Dia menambahkan bahwa tentara pemerintah juga kehilangan sejumlah senjata yang diambil pemberontak.
Pasukan Kongo melancarkan operasi terhadap kelompok-kelompok bersenjata di bagian timur negara itu pada akhir Oktober lalu.
Sementara itu, pada November, tentara juga melumpuhkan salah satu pemimpin utama ADF, Mouhamed Mukubwa, selama pertempuran di hutan Mapobu di Beni.

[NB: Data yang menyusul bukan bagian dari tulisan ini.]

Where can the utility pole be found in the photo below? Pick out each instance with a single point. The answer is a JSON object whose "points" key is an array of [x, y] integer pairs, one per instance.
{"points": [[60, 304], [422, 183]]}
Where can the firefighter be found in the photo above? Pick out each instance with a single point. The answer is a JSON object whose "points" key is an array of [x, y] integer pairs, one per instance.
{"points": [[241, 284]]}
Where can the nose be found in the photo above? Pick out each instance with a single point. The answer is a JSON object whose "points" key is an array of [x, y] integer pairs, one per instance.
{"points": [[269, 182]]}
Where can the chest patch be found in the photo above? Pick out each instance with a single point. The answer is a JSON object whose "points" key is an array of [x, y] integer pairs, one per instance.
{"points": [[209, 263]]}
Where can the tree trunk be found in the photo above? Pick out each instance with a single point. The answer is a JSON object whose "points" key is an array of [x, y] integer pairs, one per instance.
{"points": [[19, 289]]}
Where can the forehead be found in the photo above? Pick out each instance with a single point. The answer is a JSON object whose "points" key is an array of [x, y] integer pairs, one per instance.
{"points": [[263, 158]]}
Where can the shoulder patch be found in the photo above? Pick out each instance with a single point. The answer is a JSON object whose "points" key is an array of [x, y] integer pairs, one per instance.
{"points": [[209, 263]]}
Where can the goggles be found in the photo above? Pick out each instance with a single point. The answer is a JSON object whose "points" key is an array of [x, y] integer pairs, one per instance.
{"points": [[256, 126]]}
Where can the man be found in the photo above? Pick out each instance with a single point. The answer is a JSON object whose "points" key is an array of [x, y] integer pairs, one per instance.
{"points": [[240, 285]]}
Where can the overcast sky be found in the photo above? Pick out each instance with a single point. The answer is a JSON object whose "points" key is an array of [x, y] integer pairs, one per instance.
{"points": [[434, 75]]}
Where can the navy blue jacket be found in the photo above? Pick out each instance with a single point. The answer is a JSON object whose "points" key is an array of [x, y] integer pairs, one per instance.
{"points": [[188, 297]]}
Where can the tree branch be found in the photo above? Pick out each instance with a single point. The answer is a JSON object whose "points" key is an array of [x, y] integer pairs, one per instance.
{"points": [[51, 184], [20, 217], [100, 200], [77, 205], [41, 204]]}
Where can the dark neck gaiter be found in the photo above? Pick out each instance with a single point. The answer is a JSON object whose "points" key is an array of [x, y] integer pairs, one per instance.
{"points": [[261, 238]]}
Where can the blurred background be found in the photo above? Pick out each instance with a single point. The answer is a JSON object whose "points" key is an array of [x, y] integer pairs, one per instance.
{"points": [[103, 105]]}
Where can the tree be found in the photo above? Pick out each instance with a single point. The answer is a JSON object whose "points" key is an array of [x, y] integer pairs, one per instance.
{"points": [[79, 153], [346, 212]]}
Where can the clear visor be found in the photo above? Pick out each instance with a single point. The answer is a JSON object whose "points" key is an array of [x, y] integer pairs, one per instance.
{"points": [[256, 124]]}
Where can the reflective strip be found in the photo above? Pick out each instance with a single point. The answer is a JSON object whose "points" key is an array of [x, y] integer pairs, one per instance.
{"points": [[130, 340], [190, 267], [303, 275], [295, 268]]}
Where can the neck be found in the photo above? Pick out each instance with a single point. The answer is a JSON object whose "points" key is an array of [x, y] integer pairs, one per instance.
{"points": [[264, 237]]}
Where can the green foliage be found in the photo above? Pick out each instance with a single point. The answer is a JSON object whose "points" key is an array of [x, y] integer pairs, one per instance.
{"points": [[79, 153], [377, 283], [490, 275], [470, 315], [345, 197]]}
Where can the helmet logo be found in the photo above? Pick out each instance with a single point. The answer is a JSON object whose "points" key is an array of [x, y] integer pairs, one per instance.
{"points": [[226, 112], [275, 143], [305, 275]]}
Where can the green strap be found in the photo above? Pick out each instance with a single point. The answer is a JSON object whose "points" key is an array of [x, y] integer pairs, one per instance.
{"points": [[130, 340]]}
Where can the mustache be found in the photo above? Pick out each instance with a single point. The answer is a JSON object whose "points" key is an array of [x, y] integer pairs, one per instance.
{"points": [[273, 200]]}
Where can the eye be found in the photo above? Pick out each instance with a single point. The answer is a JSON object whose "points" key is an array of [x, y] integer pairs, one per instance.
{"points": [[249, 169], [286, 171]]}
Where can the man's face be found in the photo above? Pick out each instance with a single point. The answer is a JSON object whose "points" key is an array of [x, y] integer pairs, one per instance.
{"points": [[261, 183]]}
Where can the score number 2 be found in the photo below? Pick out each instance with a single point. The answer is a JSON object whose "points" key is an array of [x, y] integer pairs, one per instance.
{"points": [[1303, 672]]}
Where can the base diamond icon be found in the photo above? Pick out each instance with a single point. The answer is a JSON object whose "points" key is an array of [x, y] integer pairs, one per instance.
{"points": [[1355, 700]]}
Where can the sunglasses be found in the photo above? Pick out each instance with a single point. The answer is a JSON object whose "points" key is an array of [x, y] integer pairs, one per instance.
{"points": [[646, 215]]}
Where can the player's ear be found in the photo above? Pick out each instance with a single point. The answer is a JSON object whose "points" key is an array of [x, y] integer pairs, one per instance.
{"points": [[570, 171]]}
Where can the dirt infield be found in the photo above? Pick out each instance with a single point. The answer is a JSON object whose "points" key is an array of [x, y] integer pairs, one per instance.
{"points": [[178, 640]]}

Pihak berwenang setempat dan kelompok masyarakat sipil mengatakan ADF telah membunuh lebih dari 1.000 orang di wilayah Beni sejak 2014.
Pihak berwenang mengatakan pemberontak menewaskan sekitar 150 warga sipil antara November dan Desember lalu, memicu protes kemarahan di Beni dan kota-kota sekitarnya, di mana penduduk menyerbu fasilitas PBB.
Para demonstran menuduh pasukan penjaga perdamaian PBB, MONUSCO, dan pasukan pemerintah gagal melindungi warga sipil, menyusul sejumlah pembantaian oleh pemberontak.